In retrospect, I really let the nausea get out of control before finally taking a Zofran yesterday, but by then it was too late. Barfing was inevitable.
I think I was in denial about the nausea. I kept thinking that I couldn't be nauseated (even while I was holding my breath and pressing my hand to my mouth to hold back the tide) because nausea wasn't supposed to be a problem with this chemo. The paperwork didn't stress nausea, and the doctor and nurses only mentioned having anti-nausea meds on hand once.
Maybe I have had so much chemo, I'm easily nauseated. Nice.
Plus, I only took Zofran because Lou suggested it. My first reaction was like, "What? No." but then I thought, "Hmmm, he's usually right..." (Isn't that sweet? Isn't that what every husband wants his wife to think?)
Today will be different! This weekend, the nausea arrived after every meal, so I have delayed eating breakfast till now.
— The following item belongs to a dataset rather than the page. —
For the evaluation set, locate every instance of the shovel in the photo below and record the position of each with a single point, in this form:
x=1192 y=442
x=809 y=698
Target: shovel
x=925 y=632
I am eating a half bowl of wimpy cereal as I type. Awhile ago, with my morning bucket of tea, I took a Compazine (another anti-nausea drug) with all my regular morning pills. I hope that Compazine + Small Breakfast = Zero Nausea.
Alas, the Compazine usually makes me sleepy. I could probably use some extra sleep.
So I am going to work from home today, just in case. I do not relish the prospect of running down that long hallway to the ladies room if I suddenly have to throw up. I guess the better idea would be to just barf in my waste basket in my office and then casually stroll down the hall to the ladies room.